A entidade pode optar por apresentar os ajustes de reclassificação em notas explicativas, não os 
divulgando na DRA, mas, nesse caso, ela deverá apresentar os itens de outros resultados abrangentes 
após os respectivos ajustes de reclassificação.
Cabe salientar que não devem ser tratadas como ajustes de reclassificação as mutações na reserva 
de reavaliação, quando permitida por Lei, ou os ganhos e perdas atuariais de planos de benefício a 
empregados. Ambos são reconhecidos como outros resultados abrangentes, mas não são reclassificados 
para o resultado líquido em exercícios posteriores. Na medida em que ocorrer a realização da reserva 
de reavaliação, suas mutações devem ser transferidas para Reserva de Retenção de Lucros ou para 
Prejuízos Acumulados. Certos ganhos e perdas atuariais de planos de benefício a empregados podem ser 
registrados na Reserva de Retenção de Lucros ou em Prejuízos Acumulados no exercício em que forem 
reconhecidos como outros resultados abrangentes.

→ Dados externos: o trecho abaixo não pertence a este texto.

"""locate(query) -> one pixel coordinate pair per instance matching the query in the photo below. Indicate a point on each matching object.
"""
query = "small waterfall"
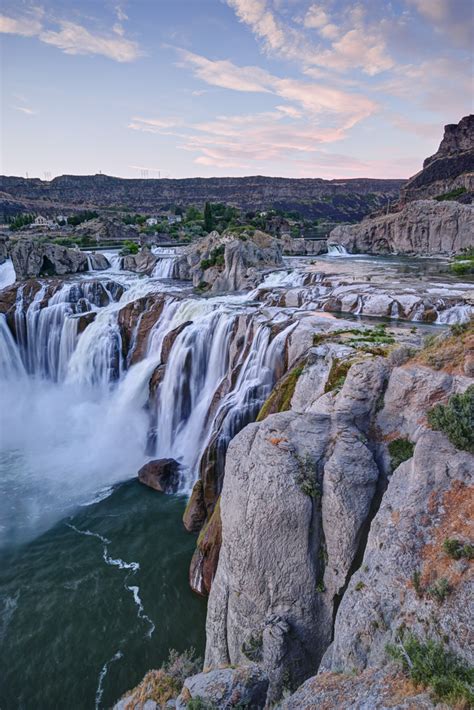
(7, 274)
(11, 364)
(337, 250)
(164, 268)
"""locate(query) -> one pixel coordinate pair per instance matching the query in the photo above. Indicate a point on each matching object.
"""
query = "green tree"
(208, 219)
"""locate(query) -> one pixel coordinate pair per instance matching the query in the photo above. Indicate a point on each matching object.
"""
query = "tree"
(208, 220)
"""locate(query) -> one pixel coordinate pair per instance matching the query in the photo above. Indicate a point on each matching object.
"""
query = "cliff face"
(451, 167)
(332, 199)
(422, 227)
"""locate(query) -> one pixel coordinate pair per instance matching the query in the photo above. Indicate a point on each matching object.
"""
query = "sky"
(185, 88)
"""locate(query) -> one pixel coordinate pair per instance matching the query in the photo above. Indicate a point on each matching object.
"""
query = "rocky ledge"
(346, 537)
(422, 227)
(229, 262)
(419, 224)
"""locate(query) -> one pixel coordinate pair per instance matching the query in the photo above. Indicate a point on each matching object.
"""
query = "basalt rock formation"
(422, 227)
(450, 168)
(314, 198)
(229, 262)
(419, 224)
(31, 259)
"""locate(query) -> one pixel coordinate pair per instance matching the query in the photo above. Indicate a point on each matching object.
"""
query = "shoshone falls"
(104, 371)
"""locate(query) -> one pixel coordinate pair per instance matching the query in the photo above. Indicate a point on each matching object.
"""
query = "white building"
(41, 221)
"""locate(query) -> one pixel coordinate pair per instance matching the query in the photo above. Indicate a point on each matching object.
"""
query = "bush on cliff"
(429, 664)
(165, 684)
(456, 419)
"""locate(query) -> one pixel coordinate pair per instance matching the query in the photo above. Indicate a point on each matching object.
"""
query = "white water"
(164, 268)
(7, 274)
(73, 420)
(337, 250)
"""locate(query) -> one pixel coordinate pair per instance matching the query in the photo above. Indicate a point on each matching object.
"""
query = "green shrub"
(21, 220)
(216, 258)
(400, 450)
(457, 550)
(456, 419)
(439, 590)
(429, 664)
(306, 478)
(131, 247)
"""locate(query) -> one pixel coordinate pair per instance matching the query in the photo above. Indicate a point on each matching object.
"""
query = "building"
(43, 222)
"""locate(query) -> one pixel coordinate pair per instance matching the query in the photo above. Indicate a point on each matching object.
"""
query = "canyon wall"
(337, 200)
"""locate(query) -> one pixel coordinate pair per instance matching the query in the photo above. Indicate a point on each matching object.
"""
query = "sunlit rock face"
(434, 215)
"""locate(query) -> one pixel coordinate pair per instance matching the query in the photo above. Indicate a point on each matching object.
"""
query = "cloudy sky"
(180, 88)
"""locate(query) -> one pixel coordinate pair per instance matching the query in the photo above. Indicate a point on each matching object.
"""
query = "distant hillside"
(338, 200)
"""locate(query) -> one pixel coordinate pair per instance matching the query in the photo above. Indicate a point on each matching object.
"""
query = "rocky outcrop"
(418, 224)
(229, 262)
(314, 198)
(32, 258)
(372, 689)
(3, 249)
(296, 499)
(98, 261)
(305, 538)
(105, 229)
(450, 168)
(429, 498)
(160, 474)
(303, 247)
(422, 227)
(226, 688)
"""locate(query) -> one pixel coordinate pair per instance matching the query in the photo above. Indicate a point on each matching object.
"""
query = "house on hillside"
(43, 222)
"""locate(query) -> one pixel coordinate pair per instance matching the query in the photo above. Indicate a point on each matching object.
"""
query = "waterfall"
(164, 268)
(337, 250)
(7, 274)
(11, 364)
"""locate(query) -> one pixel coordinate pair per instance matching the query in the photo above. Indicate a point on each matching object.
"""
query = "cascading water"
(165, 267)
(337, 250)
(7, 274)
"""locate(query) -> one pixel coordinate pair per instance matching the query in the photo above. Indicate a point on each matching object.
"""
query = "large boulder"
(229, 262)
(32, 258)
(295, 505)
(160, 474)
(98, 261)
(407, 579)
(450, 168)
(226, 688)
(142, 263)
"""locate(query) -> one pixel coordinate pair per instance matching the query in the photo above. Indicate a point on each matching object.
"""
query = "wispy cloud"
(71, 37)
(152, 125)
(352, 42)
(25, 109)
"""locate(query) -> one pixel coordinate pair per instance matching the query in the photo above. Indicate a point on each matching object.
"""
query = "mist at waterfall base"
(93, 565)
(82, 621)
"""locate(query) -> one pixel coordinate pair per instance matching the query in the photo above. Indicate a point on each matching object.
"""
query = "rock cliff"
(229, 262)
(419, 224)
(31, 259)
(451, 167)
(332, 199)
(422, 227)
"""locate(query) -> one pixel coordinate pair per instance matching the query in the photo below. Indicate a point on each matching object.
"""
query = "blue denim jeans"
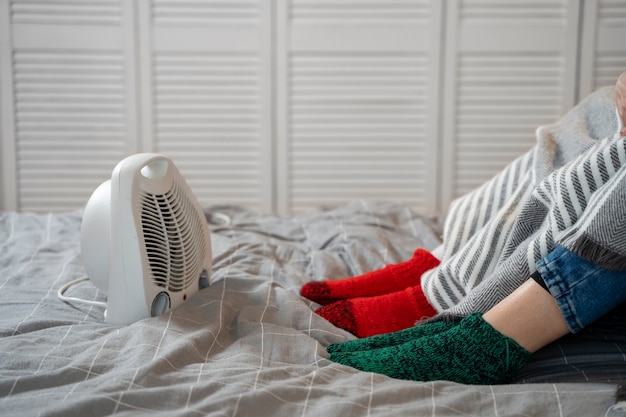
(583, 291)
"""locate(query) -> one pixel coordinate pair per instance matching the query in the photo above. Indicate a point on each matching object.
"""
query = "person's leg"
(493, 347)
(530, 316)
(485, 349)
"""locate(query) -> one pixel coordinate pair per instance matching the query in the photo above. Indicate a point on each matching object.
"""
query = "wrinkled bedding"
(248, 345)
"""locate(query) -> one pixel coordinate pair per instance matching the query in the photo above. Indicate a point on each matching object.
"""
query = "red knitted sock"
(387, 313)
(391, 278)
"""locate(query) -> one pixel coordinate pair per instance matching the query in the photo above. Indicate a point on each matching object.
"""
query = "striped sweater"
(494, 236)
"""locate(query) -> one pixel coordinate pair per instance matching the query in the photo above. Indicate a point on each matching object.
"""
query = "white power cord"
(63, 297)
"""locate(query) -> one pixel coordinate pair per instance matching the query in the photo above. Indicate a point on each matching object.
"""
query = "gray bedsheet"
(246, 346)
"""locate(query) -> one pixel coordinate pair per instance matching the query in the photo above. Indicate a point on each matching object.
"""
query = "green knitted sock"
(391, 339)
(473, 352)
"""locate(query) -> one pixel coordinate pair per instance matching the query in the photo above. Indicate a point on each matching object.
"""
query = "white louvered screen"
(511, 68)
(603, 47)
(210, 96)
(359, 81)
(285, 105)
(70, 100)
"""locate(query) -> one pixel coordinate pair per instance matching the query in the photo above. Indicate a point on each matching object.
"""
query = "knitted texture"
(391, 339)
(495, 235)
(472, 352)
(369, 316)
(386, 280)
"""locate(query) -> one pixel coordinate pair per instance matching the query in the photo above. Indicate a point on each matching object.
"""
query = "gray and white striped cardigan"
(494, 236)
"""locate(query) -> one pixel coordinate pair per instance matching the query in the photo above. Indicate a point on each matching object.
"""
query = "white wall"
(284, 105)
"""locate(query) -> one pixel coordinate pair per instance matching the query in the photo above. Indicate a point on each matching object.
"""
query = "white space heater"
(145, 240)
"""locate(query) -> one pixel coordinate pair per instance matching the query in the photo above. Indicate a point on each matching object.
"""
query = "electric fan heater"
(145, 241)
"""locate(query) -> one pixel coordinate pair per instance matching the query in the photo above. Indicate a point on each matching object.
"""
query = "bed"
(248, 345)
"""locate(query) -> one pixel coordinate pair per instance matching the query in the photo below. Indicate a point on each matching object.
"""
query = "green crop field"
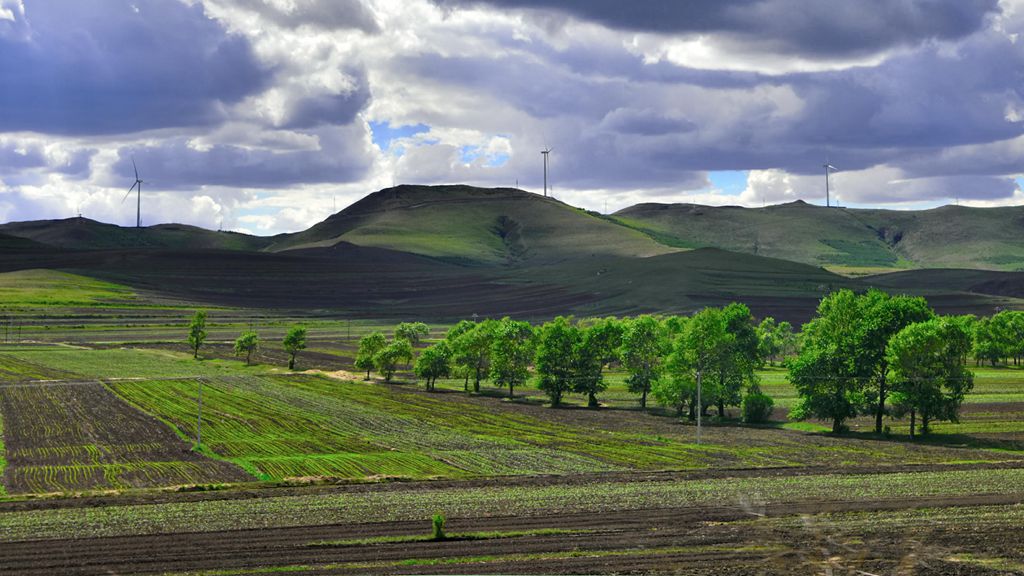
(594, 497)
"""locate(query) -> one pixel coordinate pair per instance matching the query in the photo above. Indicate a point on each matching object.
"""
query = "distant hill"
(474, 225)
(947, 237)
(84, 234)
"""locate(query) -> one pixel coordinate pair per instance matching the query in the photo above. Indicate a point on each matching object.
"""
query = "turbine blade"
(128, 193)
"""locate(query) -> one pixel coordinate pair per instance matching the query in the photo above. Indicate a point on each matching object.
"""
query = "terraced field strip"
(123, 363)
(65, 438)
(589, 497)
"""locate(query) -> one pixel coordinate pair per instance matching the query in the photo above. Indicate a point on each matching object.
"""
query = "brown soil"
(714, 540)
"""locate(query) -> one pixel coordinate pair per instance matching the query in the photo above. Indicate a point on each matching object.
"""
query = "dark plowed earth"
(720, 540)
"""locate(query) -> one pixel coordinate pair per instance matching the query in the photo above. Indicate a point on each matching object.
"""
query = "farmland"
(323, 471)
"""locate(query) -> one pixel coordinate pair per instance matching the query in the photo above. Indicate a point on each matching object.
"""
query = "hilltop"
(446, 252)
(845, 238)
(477, 227)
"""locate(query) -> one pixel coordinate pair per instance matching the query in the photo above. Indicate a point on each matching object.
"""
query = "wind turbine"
(828, 168)
(546, 152)
(138, 199)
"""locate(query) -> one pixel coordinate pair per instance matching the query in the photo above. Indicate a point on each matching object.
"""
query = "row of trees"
(248, 342)
(664, 357)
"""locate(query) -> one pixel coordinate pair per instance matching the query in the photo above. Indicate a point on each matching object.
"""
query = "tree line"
(870, 354)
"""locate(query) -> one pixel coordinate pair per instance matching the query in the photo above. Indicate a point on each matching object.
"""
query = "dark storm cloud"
(325, 14)
(810, 28)
(175, 165)
(102, 67)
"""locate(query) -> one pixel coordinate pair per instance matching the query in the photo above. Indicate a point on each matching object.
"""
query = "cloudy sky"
(267, 115)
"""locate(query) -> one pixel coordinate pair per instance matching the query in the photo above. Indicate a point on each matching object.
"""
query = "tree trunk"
(882, 404)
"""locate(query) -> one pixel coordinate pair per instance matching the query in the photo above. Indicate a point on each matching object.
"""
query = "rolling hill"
(477, 227)
(85, 234)
(946, 237)
(449, 252)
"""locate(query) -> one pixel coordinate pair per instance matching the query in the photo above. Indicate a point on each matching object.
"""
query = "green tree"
(704, 347)
(882, 318)
(598, 345)
(460, 361)
(433, 363)
(369, 346)
(247, 343)
(643, 350)
(412, 331)
(825, 373)
(511, 353)
(555, 360)
(294, 341)
(471, 351)
(197, 331)
(929, 378)
(387, 360)
(768, 344)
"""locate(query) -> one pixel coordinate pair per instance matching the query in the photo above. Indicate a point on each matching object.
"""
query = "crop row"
(420, 502)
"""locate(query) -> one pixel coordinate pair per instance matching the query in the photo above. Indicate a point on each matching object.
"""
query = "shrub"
(757, 407)
(438, 528)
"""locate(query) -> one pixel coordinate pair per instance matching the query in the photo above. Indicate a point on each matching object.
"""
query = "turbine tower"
(138, 199)
(828, 168)
(546, 152)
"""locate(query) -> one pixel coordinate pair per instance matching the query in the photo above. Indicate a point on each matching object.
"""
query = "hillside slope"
(474, 225)
(947, 237)
(84, 234)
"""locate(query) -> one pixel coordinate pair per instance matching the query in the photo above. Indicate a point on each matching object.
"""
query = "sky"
(266, 116)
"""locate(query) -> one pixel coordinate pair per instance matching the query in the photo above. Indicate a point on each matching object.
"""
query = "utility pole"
(199, 417)
(546, 152)
(699, 405)
(827, 167)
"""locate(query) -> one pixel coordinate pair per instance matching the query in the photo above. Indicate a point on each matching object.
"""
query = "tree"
(597, 346)
(511, 353)
(412, 331)
(643, 350)
(460, 362)
(386, 361)
(705, 347)
(825, 374)
(882, 318)
(471, 351)
(433, 363)
(247, 343)
(197, 331)
(555, 363)
(369, 346)
(929, 378)
(294, 341)
(768, 344)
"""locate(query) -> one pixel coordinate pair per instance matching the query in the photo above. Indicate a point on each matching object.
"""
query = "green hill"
(83, 234)
(844, 238)
(474, 225)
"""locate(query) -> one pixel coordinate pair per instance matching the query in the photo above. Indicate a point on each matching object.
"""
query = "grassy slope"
(477, 225)
(947, 237)
(83, 234)
(46, 287)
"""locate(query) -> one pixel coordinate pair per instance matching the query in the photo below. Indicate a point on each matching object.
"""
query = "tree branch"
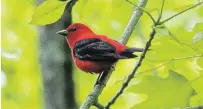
(164, 21)
(93, 96)
(131, 75)
(148, 44)
(142, 10)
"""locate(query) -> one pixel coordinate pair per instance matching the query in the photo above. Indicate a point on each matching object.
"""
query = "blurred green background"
(165, 80)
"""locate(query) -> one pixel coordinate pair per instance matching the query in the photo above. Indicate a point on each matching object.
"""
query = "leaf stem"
(142, 10)
(164, 21)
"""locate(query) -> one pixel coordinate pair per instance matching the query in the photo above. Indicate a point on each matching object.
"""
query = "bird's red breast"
(94, 53)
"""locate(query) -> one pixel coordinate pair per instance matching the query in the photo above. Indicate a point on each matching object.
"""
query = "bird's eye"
(73, 29)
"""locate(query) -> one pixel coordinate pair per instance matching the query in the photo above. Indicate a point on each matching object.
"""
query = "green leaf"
(198, 36)
(162, 30)
(171, 92)
(198, 27)
(128, 100)
(48, 12)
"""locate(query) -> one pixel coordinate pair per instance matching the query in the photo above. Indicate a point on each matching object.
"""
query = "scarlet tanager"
(94, 53)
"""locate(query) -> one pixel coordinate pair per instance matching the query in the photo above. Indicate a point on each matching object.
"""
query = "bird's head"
(75, 30)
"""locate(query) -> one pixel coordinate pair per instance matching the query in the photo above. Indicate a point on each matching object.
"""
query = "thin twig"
(162, 7)
(142, 10)
(93, 96)
(131, 75)
(164, 21)
(173, 59)
(148, 44)
(161, 65)
(99, 106)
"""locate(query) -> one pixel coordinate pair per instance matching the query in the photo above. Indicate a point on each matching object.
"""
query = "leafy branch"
(147, 46)
(164, 21)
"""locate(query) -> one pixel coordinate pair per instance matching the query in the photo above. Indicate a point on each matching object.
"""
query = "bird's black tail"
(128, 53)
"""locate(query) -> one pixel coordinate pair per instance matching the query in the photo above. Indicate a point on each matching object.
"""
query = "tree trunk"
(56, 64)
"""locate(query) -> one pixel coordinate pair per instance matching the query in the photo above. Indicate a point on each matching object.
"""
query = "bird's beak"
(62, 32)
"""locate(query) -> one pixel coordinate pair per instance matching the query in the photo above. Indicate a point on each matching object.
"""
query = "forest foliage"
(171, 74)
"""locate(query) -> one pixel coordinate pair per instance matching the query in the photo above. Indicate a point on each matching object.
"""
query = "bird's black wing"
(95, 50)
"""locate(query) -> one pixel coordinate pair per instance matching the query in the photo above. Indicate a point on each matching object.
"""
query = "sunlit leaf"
(173, 91)
(198, 27)
(198, 36)
(162, 31)
(48, 12)
(128, 100)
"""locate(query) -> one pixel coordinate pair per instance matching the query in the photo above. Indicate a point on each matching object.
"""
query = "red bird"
(94, 53)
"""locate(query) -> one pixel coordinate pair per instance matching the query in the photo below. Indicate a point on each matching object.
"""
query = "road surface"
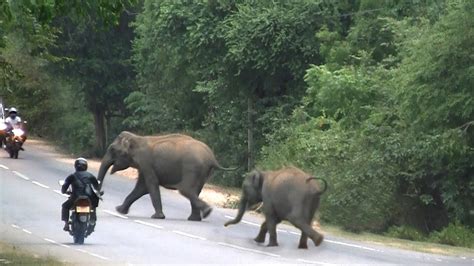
(30, 219)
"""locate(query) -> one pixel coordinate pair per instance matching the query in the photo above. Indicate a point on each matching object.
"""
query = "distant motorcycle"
(3, 132)
(14, 141)
(80, 217)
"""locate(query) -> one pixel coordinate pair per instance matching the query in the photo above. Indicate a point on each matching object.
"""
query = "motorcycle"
(3, 132)
(80, 220)
(14, 141)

Por fim, o Pronunciamento Técnico CPC 26 – Apresentação das Demonstrações Contábeis destaca 
que, quando for relevante para a compreensão dos resultados da companhia, outras rubricas, contas, 
títulos e subtotais devem ser apresentados na DRA e na DRE. Entretanto, a entidade não deve apresentar 
nas referidas demonstrações, ou em notas explicativas, rubricas, receitas ou despesas sob a forma de 
itens extraordinários. Também não se admite mais a figura das receitas e despesas não operacionais. 
A única discriminação é a dos resultados derivados das atividades descontinuadas (COMITÊ DE 
PRONUNCIAMENTOS CONTÁBEIS, 2013).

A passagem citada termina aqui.